不要将 DataFrame 转换为列表,只是为了获取列标签。在寻找方便的代码示例时不要停止思考。
xlarge = pd.DataFrame(np.arange(100000000).reshape(10000,10000))
list(xlarge) #compute time and memory consumption depend on dataframe size - O(N)
list(xlarge.keys()) #constant time operation - O(1)
回答by tegan
Did some quick tests, and perhaps unsurprisingly the built-in version using dataframe.columns.values.tolist()
is the fastest:
做了一些快速测试,也许不出所料,使用的内置版本dataframe.columns.values.tolist()
是最快的:
In [1]: %timeit [column for column in df]
1000 loops, best of 3: 81.6 μs per loop
In [2]: %timeit df.columns.values.tolist()
10000 loops, best of 3: 16.1 μs per loop
In [3]: %timeit list(df)
10000 loops, best of 3: 44.9 μs per loop
In [4]: % timeit list(df.columns.values)
10000 loops, best of 3: 38.4 μs per loop
(I still really like the list(dataframe)
though, so thanks EdChum!)
(我仍然很喜欢list(dataframe)
,所以感谢 EdChum!)
回答by fixxxer
Its gets even simpler (by pandas 0.16.0) :
它变得更加简单(由 pandas 0.16.0 提供):
df.columns.tolist()
will give you the column names in a nice list.
会给你一个不错的列表中的列名。
回答by Alexander
>>> list(my_dataframe)
['y', 'gdp', 'cap']
To list the columns of a dataframe while in debugger mode, use a list comprehension:
要在调试器模式下列出数据帧的列,请使用列表理解:
>>> [c for c in my_dataframe]
['y', 'gdp', 'cap']
By the way, you can get a sorted list simply by using sorted
:
顺便说一句,您只需使用sorted
以下命令即可获得排序列表:
>>> sorted(my_dataframe)
['cap', 'gdp', 'y']
回答by Anton Protopopov
It's interesting but df.columns.values.tolist()
is almost 3 times faster then df.columns.tolist()
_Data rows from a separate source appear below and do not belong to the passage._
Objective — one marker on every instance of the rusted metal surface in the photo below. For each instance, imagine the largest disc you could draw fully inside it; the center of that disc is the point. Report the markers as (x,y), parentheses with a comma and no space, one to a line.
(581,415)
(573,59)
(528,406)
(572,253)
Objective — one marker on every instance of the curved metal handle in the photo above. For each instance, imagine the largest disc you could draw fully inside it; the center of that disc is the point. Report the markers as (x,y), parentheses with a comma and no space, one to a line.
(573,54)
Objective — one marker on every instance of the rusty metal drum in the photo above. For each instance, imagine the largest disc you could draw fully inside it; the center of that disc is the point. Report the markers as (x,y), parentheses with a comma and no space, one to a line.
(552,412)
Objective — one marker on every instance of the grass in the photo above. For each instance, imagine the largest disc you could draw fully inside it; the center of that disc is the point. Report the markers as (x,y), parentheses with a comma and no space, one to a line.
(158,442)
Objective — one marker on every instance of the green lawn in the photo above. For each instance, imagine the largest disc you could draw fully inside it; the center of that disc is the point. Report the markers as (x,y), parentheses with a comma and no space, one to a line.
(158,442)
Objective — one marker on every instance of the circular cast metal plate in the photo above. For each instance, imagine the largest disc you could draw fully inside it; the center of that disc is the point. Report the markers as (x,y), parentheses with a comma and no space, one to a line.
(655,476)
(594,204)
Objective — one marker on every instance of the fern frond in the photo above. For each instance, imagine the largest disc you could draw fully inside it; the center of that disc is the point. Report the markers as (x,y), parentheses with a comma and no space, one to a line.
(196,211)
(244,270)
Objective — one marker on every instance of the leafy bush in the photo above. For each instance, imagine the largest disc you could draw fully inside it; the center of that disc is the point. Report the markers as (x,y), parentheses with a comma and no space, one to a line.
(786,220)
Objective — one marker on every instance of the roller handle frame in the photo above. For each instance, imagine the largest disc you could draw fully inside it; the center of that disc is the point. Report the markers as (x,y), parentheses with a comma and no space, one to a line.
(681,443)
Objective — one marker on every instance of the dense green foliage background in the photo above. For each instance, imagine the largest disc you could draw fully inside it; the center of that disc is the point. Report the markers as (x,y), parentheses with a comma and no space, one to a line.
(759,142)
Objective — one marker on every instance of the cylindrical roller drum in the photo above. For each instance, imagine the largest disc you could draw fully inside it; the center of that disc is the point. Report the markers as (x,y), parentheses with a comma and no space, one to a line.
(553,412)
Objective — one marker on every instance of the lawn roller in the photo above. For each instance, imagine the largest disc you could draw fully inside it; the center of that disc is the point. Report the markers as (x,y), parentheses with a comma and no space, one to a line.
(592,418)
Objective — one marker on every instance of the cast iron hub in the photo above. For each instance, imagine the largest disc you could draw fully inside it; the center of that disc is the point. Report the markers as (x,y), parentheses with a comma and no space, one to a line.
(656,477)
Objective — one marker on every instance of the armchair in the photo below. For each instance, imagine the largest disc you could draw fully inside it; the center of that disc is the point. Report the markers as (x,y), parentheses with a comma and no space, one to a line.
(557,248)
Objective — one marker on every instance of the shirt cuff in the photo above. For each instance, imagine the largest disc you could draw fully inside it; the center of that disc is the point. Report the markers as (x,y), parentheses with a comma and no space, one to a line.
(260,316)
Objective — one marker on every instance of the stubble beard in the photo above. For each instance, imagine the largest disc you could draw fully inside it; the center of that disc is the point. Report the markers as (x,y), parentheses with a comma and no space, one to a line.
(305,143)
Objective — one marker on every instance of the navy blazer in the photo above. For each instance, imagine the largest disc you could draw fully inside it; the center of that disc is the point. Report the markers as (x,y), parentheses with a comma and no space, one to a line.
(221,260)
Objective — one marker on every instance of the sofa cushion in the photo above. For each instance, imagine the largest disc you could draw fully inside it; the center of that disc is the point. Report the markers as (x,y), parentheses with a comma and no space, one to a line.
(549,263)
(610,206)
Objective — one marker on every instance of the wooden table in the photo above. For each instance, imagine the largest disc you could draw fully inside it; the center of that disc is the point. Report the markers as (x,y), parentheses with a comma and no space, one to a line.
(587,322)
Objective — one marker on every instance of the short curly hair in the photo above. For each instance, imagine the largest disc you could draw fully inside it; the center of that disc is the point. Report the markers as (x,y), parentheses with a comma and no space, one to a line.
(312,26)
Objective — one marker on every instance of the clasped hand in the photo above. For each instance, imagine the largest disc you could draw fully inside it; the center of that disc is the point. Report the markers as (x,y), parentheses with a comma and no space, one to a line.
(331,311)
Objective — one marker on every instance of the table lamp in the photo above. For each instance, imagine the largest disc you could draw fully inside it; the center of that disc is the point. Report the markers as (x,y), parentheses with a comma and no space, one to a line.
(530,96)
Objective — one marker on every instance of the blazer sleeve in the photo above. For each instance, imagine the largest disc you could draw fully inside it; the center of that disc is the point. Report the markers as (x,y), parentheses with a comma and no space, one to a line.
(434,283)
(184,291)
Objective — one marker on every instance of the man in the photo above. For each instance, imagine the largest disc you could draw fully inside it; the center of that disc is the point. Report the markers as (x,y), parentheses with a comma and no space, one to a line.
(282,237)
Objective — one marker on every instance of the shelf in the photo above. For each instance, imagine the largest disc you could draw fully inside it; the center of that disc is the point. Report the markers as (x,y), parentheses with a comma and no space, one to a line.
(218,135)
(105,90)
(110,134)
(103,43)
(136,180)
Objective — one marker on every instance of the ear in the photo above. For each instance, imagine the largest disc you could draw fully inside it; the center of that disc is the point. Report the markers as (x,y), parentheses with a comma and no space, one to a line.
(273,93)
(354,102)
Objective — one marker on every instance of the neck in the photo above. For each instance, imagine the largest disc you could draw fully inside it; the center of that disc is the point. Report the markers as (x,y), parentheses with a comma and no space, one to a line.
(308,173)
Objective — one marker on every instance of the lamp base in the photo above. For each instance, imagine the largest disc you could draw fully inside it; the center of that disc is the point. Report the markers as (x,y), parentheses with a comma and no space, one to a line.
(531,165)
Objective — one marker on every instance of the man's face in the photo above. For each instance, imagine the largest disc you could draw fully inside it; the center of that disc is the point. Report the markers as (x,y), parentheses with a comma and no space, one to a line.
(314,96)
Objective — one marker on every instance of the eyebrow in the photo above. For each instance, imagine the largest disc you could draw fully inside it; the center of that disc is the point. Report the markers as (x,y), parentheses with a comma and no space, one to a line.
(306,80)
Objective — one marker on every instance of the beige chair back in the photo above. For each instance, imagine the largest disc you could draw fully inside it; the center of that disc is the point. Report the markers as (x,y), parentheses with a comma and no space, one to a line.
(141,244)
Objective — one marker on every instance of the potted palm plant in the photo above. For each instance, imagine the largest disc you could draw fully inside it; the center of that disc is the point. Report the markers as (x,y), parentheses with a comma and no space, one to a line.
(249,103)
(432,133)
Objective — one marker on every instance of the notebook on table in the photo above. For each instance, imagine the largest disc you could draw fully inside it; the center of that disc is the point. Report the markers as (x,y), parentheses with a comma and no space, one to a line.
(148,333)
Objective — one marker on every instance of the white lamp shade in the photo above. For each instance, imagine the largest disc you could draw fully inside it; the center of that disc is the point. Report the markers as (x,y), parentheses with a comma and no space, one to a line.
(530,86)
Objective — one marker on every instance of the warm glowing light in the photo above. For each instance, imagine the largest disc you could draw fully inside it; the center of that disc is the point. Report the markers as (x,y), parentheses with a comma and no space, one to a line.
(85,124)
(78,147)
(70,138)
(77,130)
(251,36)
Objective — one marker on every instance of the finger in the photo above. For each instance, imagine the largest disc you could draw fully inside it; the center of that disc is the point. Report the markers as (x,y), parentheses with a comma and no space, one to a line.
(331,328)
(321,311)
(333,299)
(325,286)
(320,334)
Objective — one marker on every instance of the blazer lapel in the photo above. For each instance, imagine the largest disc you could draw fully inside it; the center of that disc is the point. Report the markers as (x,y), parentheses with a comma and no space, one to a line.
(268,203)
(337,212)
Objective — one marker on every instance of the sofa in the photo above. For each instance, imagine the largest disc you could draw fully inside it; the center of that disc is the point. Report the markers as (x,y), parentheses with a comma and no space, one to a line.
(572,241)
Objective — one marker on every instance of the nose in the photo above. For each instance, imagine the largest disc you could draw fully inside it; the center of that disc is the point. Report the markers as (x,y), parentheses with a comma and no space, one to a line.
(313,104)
but I thought that they are the same:
这很有趣,但df.columns.values.tolist()
几乎快了 3 倍,df.columns.tolist()
但我认为它们是相同的:
In [97]: %timeit df.columns.values.tolist()
100000 loops, best of 3: 2.97 μs per loop
In [98]: %timeit df.columns.tolist()
10000 loops, best of 3: 9.67 μs per loop
回答by firelynx
In the Notebook
在笔记本中
For data exploration in the IPython notebook, my preferred way is this:
对于 IPython notebook 中的数据探索,我的首选方式是这样的:
sorted(df)
Which will produce an easy to read alphabetically ordered list.
这将产生一个易于阅读的按字母顺序排列的列表。
In a code repository
在代码存储库中
In code I find it more explicit to do
在代码中,我发现这样做更明确
df.columns
Because it tells others reading your code what you are doing.
因为它告诉其他阅读你的代码的人你在做什么。